Larger Models (If You Have the Hardware)

Model	Size	VRAM Needed	Good For
Llama 3.1 70B	~40 GB	48 GB (or CPU offload)	Near-GPT-4 quality for many tasks
Mixtral 8x7B	~26 GB	32 GB	Excellent quality-to-speed ratio
Qwen 2.5 32B	~18 GB	24 GB	Strong multilingual and coding

Pull any of these with:

docker exec -it ollama ollama pull llama3.1:8b
docker exec -it ollama ollama pull mistral:7b
docker exec -it ollama ollama pull gemma2:9b

Hardware Requirements

Minimum Viable Setup

CPU: Any modern x86_64 with AVX2 support (most CPUs from 2015+)
RAM: 8 GB (for 7B models with CPU inference)
Storage: 10 GB per model (varies by quantization level)
GPU: Not required, but strongly recommended

Comfortable Setup

CPU: 8+ cores
RAM: 32 GB
GPU: NVIDIA card with 12+ GB VRAM (RTX 3060 12 GB is the sweet spot for price/performance)
Storage: 100 GB SSD for model storage

Memory Rule of Thumb

For GGUF quantized models (which Ollama uses by default), expect roughly:

Q4_0 quantization: Model parameter count in billions x 0.6 = GB needed
Example: Llama 3.1 8B Q4_0 needs about 4.7 GB of RAM/VRAM

If a model doesn't fit entirely in VRAM, Ollama will split it between GPU and CPU memory, which works but reduces speed.

Practical Configuration Tips

Customizing Model Behavior

Create a custom model with a system prompt:

docker exec -it ollama bash -c 'cat <<EOF | ollama create my-assistant -f -
FROM llama3.1:8b
SYSTEM "You are a helpful technical assistant. Be concise and accurate."
PARAMETER temperature 0.7
PARAMETER num_ctx 4096
EOF'

Increasing Context Length

By default, most models run with a 2048-token context window. For longer conversations:

docker exec -it ollama ollama run llama3.1:8b --num-ctx 8192

More context uses more memory. A 7B model with 8192 context needs roughly 2 GB more RAM than the default.

Exposing Ollama to Your Network

By default, Ollama only listens on localhost. To allow other devices (or Open WebUI on a different machine) to connect:

environment:
  - OLLAMA_HOST=0.0.0.0

If you do this, make sure Ollama is behind a firewall or VPN. There is no built-in authentication.

Practical Use Cases

Self-hosted LLMs shine in specific scenarios:

Privacy-sensitive queries -- medical questions, legal research, financial planning, anything you wouldn't type into a cloud service
Code assistance -- local Copilot-like functionality without sending your codebase to a third party
Document analysis -- upload contracts, papers, or reports to Open WebUI and ask questions about them
Offline access -- works without internet once models are downloaded
Learning and experimentation -- try different models, fine-tune prompts, understand how LLMs work without per-token costs

Self-Hosted LLMs vs Cloud APIs

Feature	Self-Hosted (Ollama)	Cloud (ChatGPT/Claude)
Privacy	Complete -- nothing leaves your machine	Data sent to provider
Cost	Hardware only (one-time)	Per-token or subscription
Model quality	Good (7B-70B class)	State-of-the-art (GPT-4o, Claude)
Speed	Depends on hardware	Consistently fast
Internet required	No (after model download)	Yes
Customization	Full control (system prompts, fine-tuning)	Limited
Maintenance	You manage updates and hardware	Zero maintenance

The honest truth: cloud models like GPT-4o and Claude are still significantly more capable than anything you can run locally on consumer hardware.
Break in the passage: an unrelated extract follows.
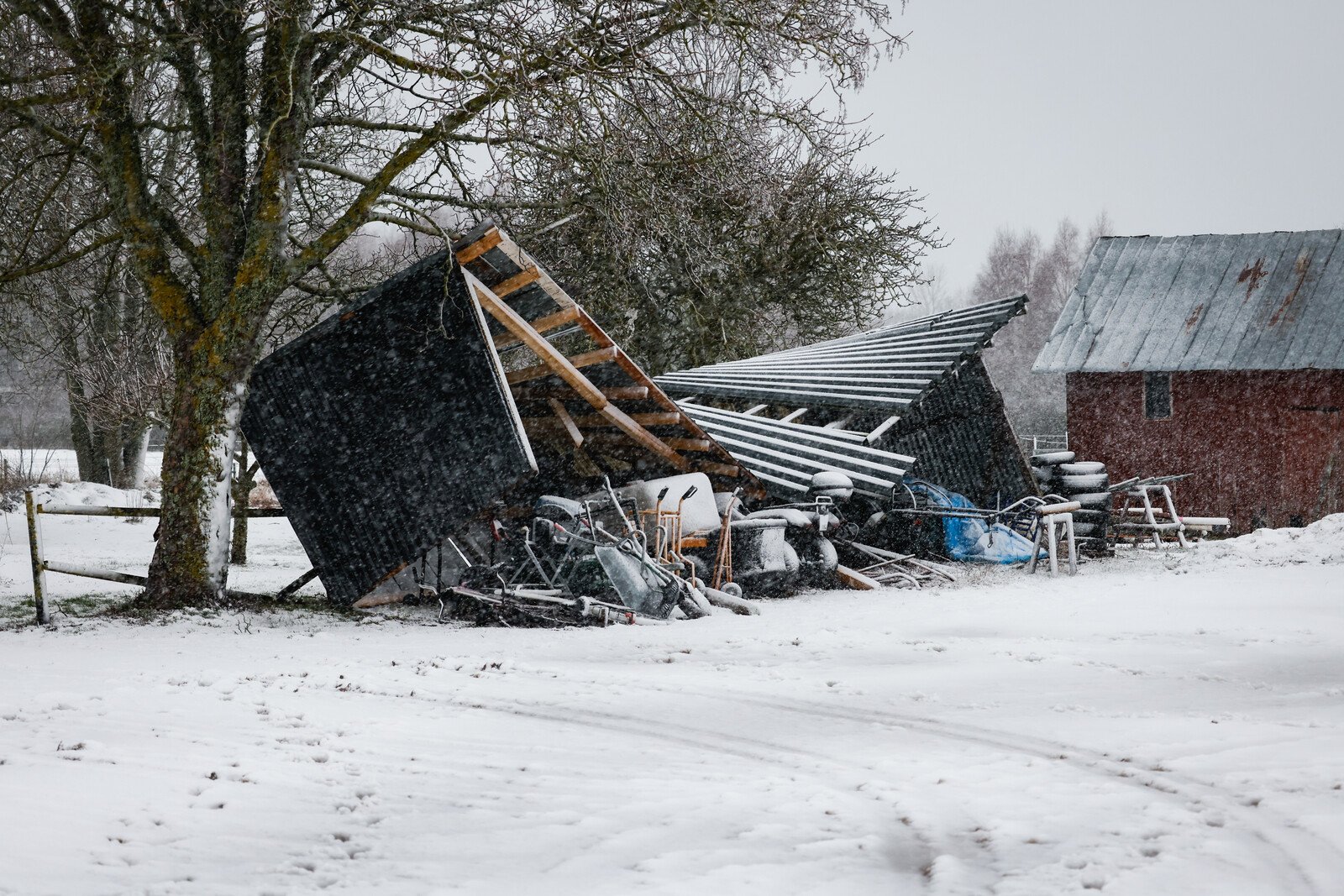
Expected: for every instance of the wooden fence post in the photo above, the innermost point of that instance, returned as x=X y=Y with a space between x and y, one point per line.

Self-hosted LLMs are best as a complement to cloud services, not a replacement. Use them for privacy-sensitive tasks and experimentation, and cloud APIs when you need maximum quality.

Keeping Things Updated

Ollama and Open WebUI both move quickly. Update regularly:

docker compose pull
docker compose up -d

To update a model to the latest version:

docker exec -it ollama ollama pull llama3.1:8b

Verdict

Ollama and Open WebUI are the easiest way to run LLMs on your own hardware. The setup takes five minutes with Docker Compose, and the experience is genuinely good -- especially with a decent GPU. You won't match GPT-4 quality with a 7B model, but for many everyday tasks, local models are more than capable. The privacy and zero ongoing cost make it worth running alongside whatever cloud services you already use.